Articoli / Blog | 08 Settembre 2015

L’Huffington Post – Sono prete e mi vergogno che la Chiesa non scomunichi i mafiosi (ma chi abortisce sì)

La decisione di sette giorni fa di Papa Francesco di concedere a tutti i sacerdoti la possibilità di assolvere dal peccato di aborto per il Giubileo, potrebbe essere il primo passo verso l’abrogazione della scomunica che tutt’ora grava su chi abortisce.

Questa scomunica, che ordinariamente può essere tolta solo dal vescovo e dai sacerdoti a cui il prelato decide di concedere le opportune facoltà, stride enormemente con l’assenza di un provvedimento analogo verso i mafiosi. Quando qualcuno mi chiede perché nella chiesa cattolica ci sia quest’enorme disparità di trattamento, davvero mi vergogno e non so cosa rispondere.

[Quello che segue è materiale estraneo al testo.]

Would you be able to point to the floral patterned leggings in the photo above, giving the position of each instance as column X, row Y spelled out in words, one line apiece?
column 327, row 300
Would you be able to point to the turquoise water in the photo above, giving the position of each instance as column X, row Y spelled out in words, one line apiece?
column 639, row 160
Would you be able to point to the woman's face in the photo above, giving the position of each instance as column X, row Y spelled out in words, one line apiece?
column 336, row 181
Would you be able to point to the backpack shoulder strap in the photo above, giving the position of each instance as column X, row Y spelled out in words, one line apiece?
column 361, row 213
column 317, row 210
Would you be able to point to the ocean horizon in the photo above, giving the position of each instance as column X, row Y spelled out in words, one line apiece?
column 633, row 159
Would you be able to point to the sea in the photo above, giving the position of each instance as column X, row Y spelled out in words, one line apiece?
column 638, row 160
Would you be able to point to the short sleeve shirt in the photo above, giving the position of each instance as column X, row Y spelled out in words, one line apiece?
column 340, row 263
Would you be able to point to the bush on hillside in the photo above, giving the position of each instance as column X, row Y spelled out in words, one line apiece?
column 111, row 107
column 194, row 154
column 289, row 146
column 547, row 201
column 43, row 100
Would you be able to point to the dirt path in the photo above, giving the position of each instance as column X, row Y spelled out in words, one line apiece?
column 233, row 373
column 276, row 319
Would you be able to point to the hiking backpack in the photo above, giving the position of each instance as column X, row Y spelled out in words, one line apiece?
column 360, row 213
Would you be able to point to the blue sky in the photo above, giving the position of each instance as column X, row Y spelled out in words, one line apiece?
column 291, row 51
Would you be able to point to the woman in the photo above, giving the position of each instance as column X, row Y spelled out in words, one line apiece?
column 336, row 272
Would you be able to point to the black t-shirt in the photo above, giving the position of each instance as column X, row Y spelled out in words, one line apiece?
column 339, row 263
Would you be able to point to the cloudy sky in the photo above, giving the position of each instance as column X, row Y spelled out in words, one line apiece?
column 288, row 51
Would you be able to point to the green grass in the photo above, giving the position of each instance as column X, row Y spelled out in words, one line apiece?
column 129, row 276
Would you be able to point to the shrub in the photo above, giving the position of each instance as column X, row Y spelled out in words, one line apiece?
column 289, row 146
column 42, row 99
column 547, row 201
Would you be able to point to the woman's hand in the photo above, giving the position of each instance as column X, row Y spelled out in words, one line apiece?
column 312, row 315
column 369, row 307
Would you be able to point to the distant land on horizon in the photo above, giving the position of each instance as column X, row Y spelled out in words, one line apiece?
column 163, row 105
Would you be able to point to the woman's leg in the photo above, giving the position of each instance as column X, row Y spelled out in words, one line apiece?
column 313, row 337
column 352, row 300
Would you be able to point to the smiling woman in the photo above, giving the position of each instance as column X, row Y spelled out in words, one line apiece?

A questo proposito, bisogna aver chiaro che i mafiosi non sono scomunicati. Sebbene Papa Francesco abbia gridato a Sibari il 21 giugno 2014 che “i mafiosi sono scomunicati” questo non è vero, non lo sono, come si è potuto verificare tristemente con la tragica carnevalata dei funerali dei Casamonica.
Quella di Sibari era solo un’omelia, non un provvedimento canonico. Se in una predica della mattina a Santa Marta, il Papa dice che una certa persona è santa, quella persona non è canonizzata: per essere iscritti all’albo dei santi non è sufficiente che un Papa lo dica in un’omelia. Ci vuole un iter, un processo che ha molti passaggi. In concreto, la scomunica per i mafiosi – e analoga malavita organizzata – prima di essere promulgata dal Papa dovrebbe essere promossa dalla Conferenza Episcopale Italiana, visto che mafia, ‘ndrangheta e così via sono – purtroppo – realtà “nostrane”.

In genere alla mia proposta di scomunicare davvero i mafiosi si oppone che non è facile dire chi sia mafioso o no, ma questo non è vero. In teoria sarebbe semplice scomunicare i mafiosi perché l’appartenenza alla mafia è codificata da riti ben precisi: come avviene per il massone che, fino al codice di diritto canonico precedente, era scomunicato. Cioè, ripeto a rischio di essere pleonastico: chi compiva certi riti in una loggia diventava massone e quindi era ipso facto scomunicato.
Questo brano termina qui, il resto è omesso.